Sep 19, 2023 - Politics & Policy

Tim Scott praises Reagan firing strikers when asked about historic auto walkout

Sen. Tim Scott (R-S.C.), a 2024 Republican presidential hopeful, speaks at an event in July. Photo: Sergio Flores/AFP via Getty Images

Sen. Tim Scott (R-S.C.) praised then-President Reagan's firing of thousands of striking federal workers when asked Monday about the ongoing United Auto Workers strike.

Why it matters: The 2024 GOP presidential candidate offered some of the harshest criticism of any Republican White House hopeful so far when asked about the historic strike.

  • "I think Ronald Reagan gave us a great example when federal employees decided they were going to strike," Scott said Monday in Iowa during a campaign event.
  • "He said, you strike, you're fired. Simple concept to me to the extent that we can use that once again."

Flashback: In 1981, Reagan fired over 11,000 air traffic controllers who went on strike. Those were federal employees, whom the president has the power to fire.

Catch up quick: Thousands of UAW workers went on strike beginning this past week in Missouri, Ohio and Michigan.
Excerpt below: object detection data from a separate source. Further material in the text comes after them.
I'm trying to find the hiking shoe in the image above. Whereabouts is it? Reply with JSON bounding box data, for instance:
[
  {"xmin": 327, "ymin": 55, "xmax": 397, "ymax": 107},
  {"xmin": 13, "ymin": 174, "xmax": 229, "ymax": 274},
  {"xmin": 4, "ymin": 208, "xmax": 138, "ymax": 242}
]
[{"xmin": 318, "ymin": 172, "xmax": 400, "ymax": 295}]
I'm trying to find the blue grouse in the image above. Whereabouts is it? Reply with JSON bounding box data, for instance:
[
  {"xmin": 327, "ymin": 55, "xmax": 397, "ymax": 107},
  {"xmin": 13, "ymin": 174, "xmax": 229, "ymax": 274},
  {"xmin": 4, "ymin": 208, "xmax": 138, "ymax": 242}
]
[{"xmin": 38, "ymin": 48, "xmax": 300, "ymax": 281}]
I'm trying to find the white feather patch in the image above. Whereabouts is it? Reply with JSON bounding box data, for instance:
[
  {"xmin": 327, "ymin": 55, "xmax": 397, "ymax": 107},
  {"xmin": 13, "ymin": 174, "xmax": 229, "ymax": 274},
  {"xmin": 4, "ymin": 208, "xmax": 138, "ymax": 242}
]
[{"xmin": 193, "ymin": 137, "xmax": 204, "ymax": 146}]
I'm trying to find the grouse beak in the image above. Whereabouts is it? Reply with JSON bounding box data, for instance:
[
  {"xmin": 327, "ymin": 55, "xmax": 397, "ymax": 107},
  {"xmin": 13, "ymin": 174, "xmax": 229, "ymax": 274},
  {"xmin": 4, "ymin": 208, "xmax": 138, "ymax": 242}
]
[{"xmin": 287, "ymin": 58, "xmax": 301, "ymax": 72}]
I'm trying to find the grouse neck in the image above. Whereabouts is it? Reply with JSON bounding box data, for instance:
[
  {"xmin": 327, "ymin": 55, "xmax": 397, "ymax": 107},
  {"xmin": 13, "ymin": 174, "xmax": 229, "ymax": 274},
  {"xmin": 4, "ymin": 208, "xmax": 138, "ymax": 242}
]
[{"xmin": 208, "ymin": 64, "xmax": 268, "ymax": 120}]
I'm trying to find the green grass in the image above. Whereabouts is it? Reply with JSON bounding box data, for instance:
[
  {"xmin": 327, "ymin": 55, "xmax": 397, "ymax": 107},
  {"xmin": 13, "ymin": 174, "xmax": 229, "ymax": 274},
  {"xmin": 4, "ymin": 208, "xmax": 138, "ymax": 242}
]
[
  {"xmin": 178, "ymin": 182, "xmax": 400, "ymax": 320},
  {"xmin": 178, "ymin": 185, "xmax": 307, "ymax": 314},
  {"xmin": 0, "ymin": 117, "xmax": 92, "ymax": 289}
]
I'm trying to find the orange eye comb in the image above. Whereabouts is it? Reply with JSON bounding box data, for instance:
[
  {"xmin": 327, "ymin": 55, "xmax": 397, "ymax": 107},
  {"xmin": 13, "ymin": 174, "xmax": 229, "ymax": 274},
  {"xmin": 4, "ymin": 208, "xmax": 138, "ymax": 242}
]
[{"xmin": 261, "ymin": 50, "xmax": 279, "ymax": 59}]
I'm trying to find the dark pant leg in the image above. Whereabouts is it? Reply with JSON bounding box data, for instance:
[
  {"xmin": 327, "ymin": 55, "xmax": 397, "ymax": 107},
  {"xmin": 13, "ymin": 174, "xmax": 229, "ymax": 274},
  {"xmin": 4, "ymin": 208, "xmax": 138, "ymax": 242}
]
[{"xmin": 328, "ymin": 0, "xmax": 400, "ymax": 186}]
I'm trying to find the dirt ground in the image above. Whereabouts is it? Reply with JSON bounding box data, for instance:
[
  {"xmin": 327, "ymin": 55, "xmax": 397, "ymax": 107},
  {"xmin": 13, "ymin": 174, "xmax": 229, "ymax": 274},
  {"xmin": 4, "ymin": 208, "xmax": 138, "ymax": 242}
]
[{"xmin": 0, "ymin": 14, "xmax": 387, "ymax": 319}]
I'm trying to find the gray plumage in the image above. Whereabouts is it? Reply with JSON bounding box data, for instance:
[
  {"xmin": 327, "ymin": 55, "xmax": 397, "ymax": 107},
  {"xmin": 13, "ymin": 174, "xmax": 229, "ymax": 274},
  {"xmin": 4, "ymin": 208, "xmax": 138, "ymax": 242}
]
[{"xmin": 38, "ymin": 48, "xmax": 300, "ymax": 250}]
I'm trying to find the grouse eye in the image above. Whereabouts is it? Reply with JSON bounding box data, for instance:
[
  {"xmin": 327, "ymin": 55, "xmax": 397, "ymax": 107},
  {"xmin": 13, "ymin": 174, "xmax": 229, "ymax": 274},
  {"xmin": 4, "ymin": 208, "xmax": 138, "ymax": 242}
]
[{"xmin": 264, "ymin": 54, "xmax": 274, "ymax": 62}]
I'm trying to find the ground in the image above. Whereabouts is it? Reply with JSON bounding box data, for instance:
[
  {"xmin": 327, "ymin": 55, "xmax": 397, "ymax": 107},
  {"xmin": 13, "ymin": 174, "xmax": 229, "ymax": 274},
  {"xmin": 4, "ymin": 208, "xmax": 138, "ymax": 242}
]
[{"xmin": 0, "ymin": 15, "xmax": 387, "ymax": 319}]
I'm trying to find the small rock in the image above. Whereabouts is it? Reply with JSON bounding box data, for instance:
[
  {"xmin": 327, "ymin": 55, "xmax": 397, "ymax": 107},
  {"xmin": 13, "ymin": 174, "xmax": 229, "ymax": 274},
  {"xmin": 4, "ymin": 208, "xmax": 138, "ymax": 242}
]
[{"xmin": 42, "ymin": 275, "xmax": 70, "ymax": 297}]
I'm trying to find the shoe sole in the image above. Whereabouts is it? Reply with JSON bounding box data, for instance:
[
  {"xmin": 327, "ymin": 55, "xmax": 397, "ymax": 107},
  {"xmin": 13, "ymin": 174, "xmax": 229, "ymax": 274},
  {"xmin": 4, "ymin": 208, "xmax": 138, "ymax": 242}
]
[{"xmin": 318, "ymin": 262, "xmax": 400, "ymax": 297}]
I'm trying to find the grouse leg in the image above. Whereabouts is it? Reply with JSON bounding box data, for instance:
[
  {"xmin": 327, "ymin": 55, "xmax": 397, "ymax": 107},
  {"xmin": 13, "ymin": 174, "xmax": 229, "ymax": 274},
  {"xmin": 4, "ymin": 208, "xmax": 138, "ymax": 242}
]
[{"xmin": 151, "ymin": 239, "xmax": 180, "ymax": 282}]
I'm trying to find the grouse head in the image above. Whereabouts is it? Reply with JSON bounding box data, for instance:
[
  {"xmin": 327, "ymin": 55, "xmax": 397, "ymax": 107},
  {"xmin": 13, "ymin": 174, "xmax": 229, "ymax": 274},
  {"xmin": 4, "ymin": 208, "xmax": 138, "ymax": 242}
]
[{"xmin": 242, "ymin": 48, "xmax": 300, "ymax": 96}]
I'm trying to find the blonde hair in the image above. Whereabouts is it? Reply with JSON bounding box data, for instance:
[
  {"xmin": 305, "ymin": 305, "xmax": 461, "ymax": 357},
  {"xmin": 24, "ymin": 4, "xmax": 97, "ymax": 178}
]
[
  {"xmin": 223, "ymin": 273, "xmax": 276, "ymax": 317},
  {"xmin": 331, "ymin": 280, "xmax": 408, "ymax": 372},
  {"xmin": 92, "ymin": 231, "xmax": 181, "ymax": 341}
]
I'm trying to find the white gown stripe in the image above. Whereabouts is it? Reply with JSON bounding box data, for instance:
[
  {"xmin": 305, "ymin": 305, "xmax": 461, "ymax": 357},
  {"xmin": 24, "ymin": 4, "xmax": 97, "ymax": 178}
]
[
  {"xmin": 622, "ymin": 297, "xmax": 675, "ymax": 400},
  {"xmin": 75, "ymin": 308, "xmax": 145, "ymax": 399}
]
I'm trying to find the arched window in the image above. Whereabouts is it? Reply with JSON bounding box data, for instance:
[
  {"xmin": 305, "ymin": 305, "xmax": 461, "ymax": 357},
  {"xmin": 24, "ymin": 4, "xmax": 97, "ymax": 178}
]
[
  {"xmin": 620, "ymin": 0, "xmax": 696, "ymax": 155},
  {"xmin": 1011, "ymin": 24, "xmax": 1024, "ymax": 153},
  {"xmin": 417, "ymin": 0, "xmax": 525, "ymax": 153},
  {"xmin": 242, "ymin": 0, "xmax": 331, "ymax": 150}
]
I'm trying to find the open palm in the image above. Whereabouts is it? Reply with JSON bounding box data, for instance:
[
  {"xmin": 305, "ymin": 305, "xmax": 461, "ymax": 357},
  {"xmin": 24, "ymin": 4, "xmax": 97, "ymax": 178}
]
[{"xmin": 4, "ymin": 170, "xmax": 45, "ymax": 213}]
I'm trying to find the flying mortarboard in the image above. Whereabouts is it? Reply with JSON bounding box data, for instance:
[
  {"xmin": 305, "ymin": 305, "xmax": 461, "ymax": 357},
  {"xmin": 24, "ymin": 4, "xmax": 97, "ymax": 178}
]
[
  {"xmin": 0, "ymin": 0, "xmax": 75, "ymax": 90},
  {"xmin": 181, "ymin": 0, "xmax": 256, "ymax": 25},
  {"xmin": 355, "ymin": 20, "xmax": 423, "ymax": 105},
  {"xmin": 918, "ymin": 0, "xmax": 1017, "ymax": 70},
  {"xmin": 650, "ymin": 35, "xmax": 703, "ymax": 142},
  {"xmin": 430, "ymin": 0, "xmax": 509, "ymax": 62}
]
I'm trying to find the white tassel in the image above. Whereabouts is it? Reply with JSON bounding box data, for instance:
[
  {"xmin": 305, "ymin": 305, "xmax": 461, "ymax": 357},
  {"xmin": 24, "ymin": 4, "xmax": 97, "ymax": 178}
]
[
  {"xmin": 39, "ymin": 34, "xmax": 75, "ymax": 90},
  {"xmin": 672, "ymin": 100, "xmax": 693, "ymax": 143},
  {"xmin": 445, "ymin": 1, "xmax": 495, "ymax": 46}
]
  • This is the first time in history the UAW is targeting General Motors, Ford and Stellantis all at once.
  • Among the UAW's demands are higher wages, better benefits and certain protections regarding automakers shifting to electric vehicles.

Of note: Federal law, according to the National Labor Relations Board, prohibits workers from being fired for "participating in a protected strike or picketing against" one's employer, though not all strikes are protected.

What they're saying: Scott's campaign said his comments dealt entirely with federal workers rather than the UAW strike. The UAW comprises non-federal workers.

  • "Senator Scott has repeatedly made clear that Joe Biden shouldn't leave taxpayers on the hook for any labor deal," Matt Gorman, a campaign spokesperson for Scott, told Axios.

Scott criticized President Biden, who has dubbed himself as the "most pro-union president ever."

  • "I'm not sure if the words are bought and paid for, but certainly [Biden] has been leased by the unions," Scott said.
  • Biden last Friday urged U.S. automakers to share more of their "record profits" with striking union workers.

Meanwhile, former President Trump, a 2024 Republican presidential frontrunner, plans to deliver a speech in Detroit next week among union workers on strike instead of attending the second GOP debate.

The big picture: The percentage of American workers who are members of a union fell to a new low in 2022 despite the total number of unionized workers increasing.

  • 71% of Americans approved of labor unions in 2022, the highest mark recorded by Gallup since 1965.